Re: [PATCH] Incremental sort (was: PoC: Partial sort) - Mailing list pgsql-hackers

From James Coleman
Subject Re: [PATCH] Incremental sort (was: PoC: Partial sort)
Date
Msg-id CAAaqYe953TA0Pj+08jEBgK_=5zMCJO-vgYnh4n_Me71ZdzDJLg@mail.gmail.com
Whole thread Raw
In response to Re: [PATCH] Incremental sort (was: PoC: Partial sort)  (James Coleman <jtc331@gmail.com>)
Responses Re: [PATCH] Incremental sort (was: PoC: Partial sort)  (Tomas Vondra <tomas.vondra@2ndquadrant.com>)
List pgsql-hackers
On Tue, Mar 31, 2020 at 11:07 PM James Coleman <jtc331@gmail.com> wrote:
>
> On Tue, Mar 31, 2020 at 10:44 PM Tomas Vondra
> <tomas.vondra@2ndquadrant.com> wrote:
> >
> > On Tue, Mar 31, 2020 at 10:12:29PM -0400, James Coleman wrote:
> > >On Tue, Mar 31, 2020 at 9:59 PM Tomas Vondra
> > ><tomas.vondra@2ndquadrant.com> wrote:
> > >>
> > >> On Tue, Mar 31, 2020 at 08:42:47PM -0400, James Coleman wrote:
> > >> >On Tue, Mar 31, 2020 at 8:38 PM Tomas Vondra
> > >> ><tomas.vondra@2ndquadrant.com> wrote:
> > >> >>
> > >> >> On Tue, Mar 31, 2020 at 08:11:15PM -0400, James Coleman wrote:
> > >> >> >On Tue, Mar 31, 2020 at 7:56 PM Tomas Vondra
> > >> >> ><tomas.vondra@2ndquadrant.com> wrote:
...
> > >> >> >One small idea, but I'm not yet sure it helps us a whole lot: if the
> > >> >> >query pathkeys is only length 1, then we could skip the additional
> > >> >> >path creation.
> > >> >> >
> > >> >>
> > >> >> I don't follow.
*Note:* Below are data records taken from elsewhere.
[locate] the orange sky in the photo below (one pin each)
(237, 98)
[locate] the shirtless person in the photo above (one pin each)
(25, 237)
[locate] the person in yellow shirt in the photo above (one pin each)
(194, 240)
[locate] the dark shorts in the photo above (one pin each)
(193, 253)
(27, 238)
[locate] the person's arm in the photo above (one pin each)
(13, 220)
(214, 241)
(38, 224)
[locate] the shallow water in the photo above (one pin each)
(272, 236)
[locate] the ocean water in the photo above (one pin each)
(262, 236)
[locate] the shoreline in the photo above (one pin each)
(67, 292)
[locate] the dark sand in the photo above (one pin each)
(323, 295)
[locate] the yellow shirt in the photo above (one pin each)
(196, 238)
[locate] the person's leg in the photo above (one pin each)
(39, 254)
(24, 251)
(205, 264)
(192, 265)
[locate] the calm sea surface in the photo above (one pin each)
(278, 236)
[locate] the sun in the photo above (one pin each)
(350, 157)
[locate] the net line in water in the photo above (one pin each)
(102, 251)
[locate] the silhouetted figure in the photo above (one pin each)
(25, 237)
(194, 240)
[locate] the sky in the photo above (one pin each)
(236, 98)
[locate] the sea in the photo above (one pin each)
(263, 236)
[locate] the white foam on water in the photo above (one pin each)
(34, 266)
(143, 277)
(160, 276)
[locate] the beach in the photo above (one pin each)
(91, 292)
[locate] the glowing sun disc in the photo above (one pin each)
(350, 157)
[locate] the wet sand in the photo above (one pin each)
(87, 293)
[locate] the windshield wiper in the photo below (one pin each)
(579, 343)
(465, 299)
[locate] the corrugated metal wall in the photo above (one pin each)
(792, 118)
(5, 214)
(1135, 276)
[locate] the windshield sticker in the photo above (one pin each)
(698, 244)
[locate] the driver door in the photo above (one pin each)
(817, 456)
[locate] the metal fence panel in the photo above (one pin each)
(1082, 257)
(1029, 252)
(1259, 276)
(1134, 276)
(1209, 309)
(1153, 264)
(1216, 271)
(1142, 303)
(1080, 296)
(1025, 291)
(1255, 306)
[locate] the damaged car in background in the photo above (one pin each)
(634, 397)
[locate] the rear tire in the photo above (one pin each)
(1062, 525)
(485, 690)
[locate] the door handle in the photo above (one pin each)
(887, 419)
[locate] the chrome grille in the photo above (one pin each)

Why would we create incremental sort in this case at
> > >> >> all? With single-element query_pathkeys the path is either unsorted or
> > >> >> fully sorted - there's no room for incremental sort. No?
> > >> >
> > >> >Well, we shouldn't, that's what I'm getting. But I didn't see anything
> > >> >in the code now that explicitly excludes that case when decided
> > >> >whether or not to create an incremental sort path, unless I'm missing
> > >> >something obvious.
> > >>
> > >> Well, my point is that create_ordered_paths() looks like this:
> > >>
> > >>      is_sorted = pathkeys_common_contained_in(root->sort_patkeys, ...);
> > >>
> > >>      if (is_sorted)
> > >>      {
> > >>          ... old code
> > >>      }
> > >>      else
> > >>      {
> > >>          if (input_path == cheapest_input_path)
> > >>          {
> > >>              ... old code
> > >>          }
> > >>
> > >>          /* With incremental sort disabled, don't build those paths. */
> > >>          if (!enable_incrementalsort)
> > >>              continue;
> > >>
> > >>          /* Likewise, if the path can't be used for incremental sort. */
> > >>          if (!presorted_keys)
> > >>              continue;
> > >>
> > >>          ... incremental sort path
> > >>      }
> > >>
> > >> Now, with single-item sort_pathkeys, the input path can't be partially
> > >> sorted. It's either fully sorted - in which case it's handled by the
> > >> first branch. Or it's not sorted at all, so presorted_keys==0 and we
> > >> never get to the incremental path.
> > >>
> > >> Or did you mean to use the optimization somewhere else?
> > >
> > >Hmm, yes, I didn't think through that properly. I'll have to look at
> > >the other cases to confirm the same logic applies there.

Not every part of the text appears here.